Ahead of Trial, BP Talks Settlement in 2010 Oil Spill!!!
Lots of drama taking place behind and in front of the scenes as the BP civil trial in New Orleans over damages related to the explosion of an offshore drilling rig in 2010 approaches, federal officials and those from the five affected Gulf Coast states are trying to pull together to strike an 11th-hour settlement in the case. Monday is the start of the trial, so this is going to be one enormous weekend of work for both sides.
A lawyer briefed on those talks said that the Justice Department and the five states — Alabama, Florida, Louisiana, Mississippi and Texas — had reportedly prepared an offer to resolve the two biggest issues central to a series of trials against BP.
One of those issues is the fines that the company would pay for violations of the Clean Water Act related to the four million gallons of oil spilled after the explosion of the Deepwater Horizon rig, which BP had leased from Transocean. The other point of dispute is how much the company will have to pay in penalties under a different environmental statute for damage caused by the oil to the area: beaches, marshes, wildlife and fisheries.

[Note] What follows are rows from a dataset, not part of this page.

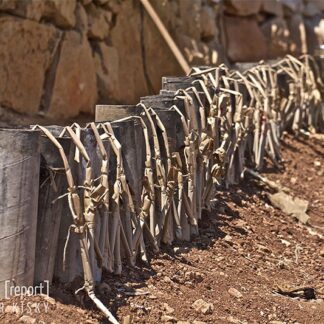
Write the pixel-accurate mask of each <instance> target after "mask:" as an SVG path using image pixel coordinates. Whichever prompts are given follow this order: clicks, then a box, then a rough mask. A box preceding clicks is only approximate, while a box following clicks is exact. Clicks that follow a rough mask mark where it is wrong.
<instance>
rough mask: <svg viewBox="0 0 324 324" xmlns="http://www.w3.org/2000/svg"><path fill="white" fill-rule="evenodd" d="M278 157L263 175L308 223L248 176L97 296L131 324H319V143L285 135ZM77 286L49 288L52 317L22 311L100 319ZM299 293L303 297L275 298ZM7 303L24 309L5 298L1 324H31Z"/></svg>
mask: <svg viewBox="0 0 324 324" xmlns="http://www.w3.org/2000/svg"><path fill="white" fill-rule="evenodd" d="M282 152H283V163H282V169H281V170H278V169H274V168H272V167H271V166H270V165H269V166H268V167H267V168H266V170H265V173H264V174H265V175H266V176H267V177H268V178H269V179H271V180H275V181H278V182H280V184H281V185H283V186H286V187H288V188H289V189H290V191H291V194H294V195H297V196H298V197H300V198H304V199H307V200H308V201H309V203H310V206H309V212H308V214H309V215H310V226H305V225H301V224H299V223H297V222H296V220H294V219H293V218H292V217H291V216H288V215H285V214H283V213H282V212H281V211H280V210H277V209H275V208H274V207H272V206H271V205H270V202H269V200H268V198H267V194H268V192H269V191H268V189H267V188H266V187H264V186H263V185H261V184H260V183H257V182H256V181H255V180H253V179H251V178H248V177H247V179H245V181H244V184H241V185H238V186H233V187H231V188H230V189H229V190H225V189H224V188H223V189H222V188H220V189H219V190H218V192H217V194H216V197H215V200H214V201H213V209H212V211H211V212H209V213H207V212H206V213H205V215H204V217H203V219H202V221H201V223H200V229H201V230H200V234H201V235H200V237H197V238H196V239H194V240H193V241H192V242H190V243H177V244H174V245H172V246H164V247H163V248H162V251H161V252H160V254H159V255H157V256H152V259H151V261H150V265H143V264H142V265H139V266H138V267H136V268H130V267H124V270H123V273H122V275H121V276H114V275H111V274H105V275H104V282H105V283H106V284H107V285H102V286H101V289H99V290H100V291H98V296H100V298H101V299H102V300H103V302H104V303H105V304H106V305H107V306H108V307H109V309H111V310H112V312H113V313H114V314H115V315H116V316H117V318H118V319H119V320H120V322H123V318H125V317H126V316H128V315H130V316H132V318H133V322H134V323H161V322H175V323H177V322H178V323H179V322H180V323H182V324H184V323H196V324H199V323H203V322H205V323H272V324H279V323H307V324H309V323H316V324H317V323H324V301H323V298H324V276H323V273H324V272H323V270H324V244H323V235H324V176H323V171H324V143H323V142H320V141H319V140H314V139H305V138H293V137H292V136H291V135H286V136H285V139H284V143H283V145H282ZM80 285H81V282H79V283H74V285H71V286H69V287H68V286H62V285H60V284H58V283H55V284H54V285H53V287H52V289H51V295H52V296H53V297H54V298H55V300H54V299H49V298H47V300H45V301H47V302H48V303H49V310H48V312H47V313H45V312H44V311H42V312H41V313H35V305H36V304H34V308H33V312H31V313H30V314H27V312H26V311H25V314H26V315H28V316H30V317H31V318H33V319H36V320H37V323H42V321H43V323H72V322H78V323H98V322H105V320H104V319H103V317H102V316H101V315H100V313H99V312H98V311H97V310H96V309H95V307H94V306H93V305H92V304H91V302H89V301H88V300H86V299H80V298H79V299H76V298H75V297H74V296H73V291H74V289H76V288H78V287H80ZM296 288H302V292H304V293H302V294H301V295H300V296H299V297H290V296H285V295H283V294H280V293H279V291H282V292H285V291H291V290H293V289H296ZM198 299H202V300H203V301H205V302H207V303H211V304H212V305H207V306H206V309H205V313H206V314H204V313H203V312H202V311H201V310H198V311H197V310H195V309H194V307H193V303H194V302H195V301H196V300H198ZM23 300H24V302H25V303H26V302H28V301H29V302H31V303H36V302H39V301H41V300H42V301H44V300H43V298H42V297H40V296H34V297H30V298H27V297H26V298H24V299H23ZM13 301H17V302H20V300H19V299H17V298H16V300H15V299H11V300H7V301H3V303H4V304H3V305H2V306H3V308H2V311H1V308H0V322H1V323H17V322H18V319H19V318H20V319H21V320H26V321H25V322H26V323H27V322H28V320H29V321H30V322H28V323H33V322H32V321H31V320H32V319H31V318H27V319H26V317H24V318H21V315H22V314H16V313H12V312H10V311H12V309H11V308H10V307H9V308H7V312H5V306H10V305H12V303H13ZM0 306H1V304H0ZM181 321H182V322H181ZM183 321H185V322H183ZM127 323H129V322H127ZM180 323H179V324H180Z"/></svg>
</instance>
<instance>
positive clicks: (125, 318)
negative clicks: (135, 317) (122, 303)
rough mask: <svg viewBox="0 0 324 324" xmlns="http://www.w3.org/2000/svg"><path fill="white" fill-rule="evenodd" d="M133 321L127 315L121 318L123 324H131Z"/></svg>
mask: <svg viewBox="0 0 324 324" xmlns="http://www.w3.org/2000/svg"><path fill="white" fill-rule="evenodd" d="M132 321H133V315H127V316H124V318H123V324H131V323H132Z"/></svg>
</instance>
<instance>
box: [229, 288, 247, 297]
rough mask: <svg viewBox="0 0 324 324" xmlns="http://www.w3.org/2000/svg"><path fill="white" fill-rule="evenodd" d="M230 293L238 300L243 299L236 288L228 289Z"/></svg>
mask: <svg viewBox="0 0 324 324" xmlns="http://www.w3.org/2000/svg"><path fill="white" fill-rule="evenodd" d="M228 293H229V294H230V295H232V296H234V297H236V298H241V297H243V295H242V294H241V293H240V292H239V291H238V290H237V289H235V288H232V287H231V288H230V289H228Z"/></svg>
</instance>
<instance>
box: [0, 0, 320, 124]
mask: <svg viewBox="0 0 324 324" xmlns="http://www.w3.org/2000/svg"><path fill="white" fill-rule="evenodd" d="M151 3H152V5H153V7H154V8H155V9H156V11H157V12H158V14H159V15H160V17H161V19H162V20H163V22H164V23H165V25H166V27H167V28H168V30H169V31H170V32H171V34H172V36H173V37H174V39H175V41H176V43H177V44H178V46H179V47H180V49H181V50H182V52H183V53H184V54H185V56H186V58H187V60H188V61H189V62H190V64H192V65H197V64H216V63H217V64H218V63H220V62H226V63H233V62H237V61H255V60H260V59H271V58H276V57H278V56H283V55H284V54H286V53H292V54H296V55H298V54H300V53H302V52H305V51H309V52H312V51H313V50H314V48H315V47H316V46H318V44H319V43H321V42H322V41H323V43H324V19H323V20H322V18H323V12H324V1H322V0H304V1H303V0H278V1H276V0H223V1H220V0H151ZM0 13H1V14H0V44H1V45H0V106H2V107H6V108H11V109H13V110H15V111H17V112H22V113H27V114H31V115H35V114H43V115H46V116H48V117H53V118H56V119H57V118H59V119H65V118H71V117H75V116H77V115H78V114H80V113H82V112H83V113H93V110H94V106H95V104H96V103H136V102H137V101H138V99H139V97H140V96H143V95H147V94H148V93H155V92H157V91H158V89H160V80H161V77H162V76H163V75H177V74H178V75H179V74H182V73H183V72H182V71H181V69H180V67H179V65H178V63H177V61H176V60H175V59H174V57H173V55H172V53H171V52H170V50H169V48H168V47H167V46H166V44H165V42H164V40H163V39H162V37H161V35H160V34H159V32H158V31H157V29H156V27H155V25H154V24H153V22H152V21H151V19H150V18H149V17H148V15H147V13H146V12H145V10H144V9H143V7H142V6H141V5H140V2H139V0H79V1H77V0H0Z"/></svg>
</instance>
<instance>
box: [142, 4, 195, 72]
mask: <svg viewBox="0 0 324 324" xmlns="http://www.w3.org/2000/svg"><path fill="white" fill-rule="evenodd" d="M141 3H142V5H143V6H144V8H145V9H146V11H147V13H148V14H149V16H150V17H151V18H152V20H153V22H154V23H155V25H156V27H157V28H158V30H159V31H160V33H161V35H162V37H163V38H164V40H165V41H166V42H167V44H168V46H169V47H170V49H171V51H172V53H173V54H174V56H175V58H176V59H177V61H178V63H179V64H180V66H181V67H182V69H183V71H184V72H185V73H186V74H189V72H190V70H191V69H190V66H189V64H188V62H187V61H186V59H185V57H184V56H183V55H182V53H181V51H180V50H179V48H178V46H177V44H176V43H175V42H174V40H173V39H172V37H171V35H170V34H169V32H168V31H167V29H166V28H165V26H164V24H163V22H162V21H161V19H160V17H159V16H158V14H157V13H156V11H155V10H154V8H153V7H152V5H151V4H150V2H149V0H141Z"/></svg>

The Wall Street Journal reported late Friday that federal and state officials were preparing a $16 billion settlement offer that would cover both the Clean Water Act fines and environmental penalties related to the spill. “The ball is on BP’s side of the table,” said the lawyer, who spoke on the condition of anonymity because he was not authorized to speak publicly on the matter.
Only two of the states, Louisiana and Alabama, are participating in the trial starting on Monday, though Florida, Mississippi and Texas could be part of any settlement. Louisiana Officials believe their state deserves the bulk of any settlement since that state’s coastal waters, fisheries and businesses suffered the most. Florida and other states that escaped serious coastal damage instead want $ for economic losses that they sustained.
“There is no question that a settlement has been made more challenging because the states have competing interests,” said David M. Uhlmann, a law professor at the University of Michigan and former head of the Justice Department’s environmental crimes division.
To date, BP has agreed to pay an estimated $30 billion in fines, settlement payments and cleanup costs related to the Deepwater Horizon explosion, which killed 11 workers aboard the rig. And so far, company officials have said that they have no intention of acceding to demands from the states for huge economic damages.
Still, the stakes for BP in the trial are high. If the company is found in this first phase of the trial to have acted with gross negligence, it could face up to $17.5 billion in penalties, much of that in fines that would hit the bottom line hardest because they do not qualify as tax deductions.
The lack of a unified strategy to date among the states has also posed another problem for BP; companies are less likely to settle a major lawsuit if they know yet another one is waiting.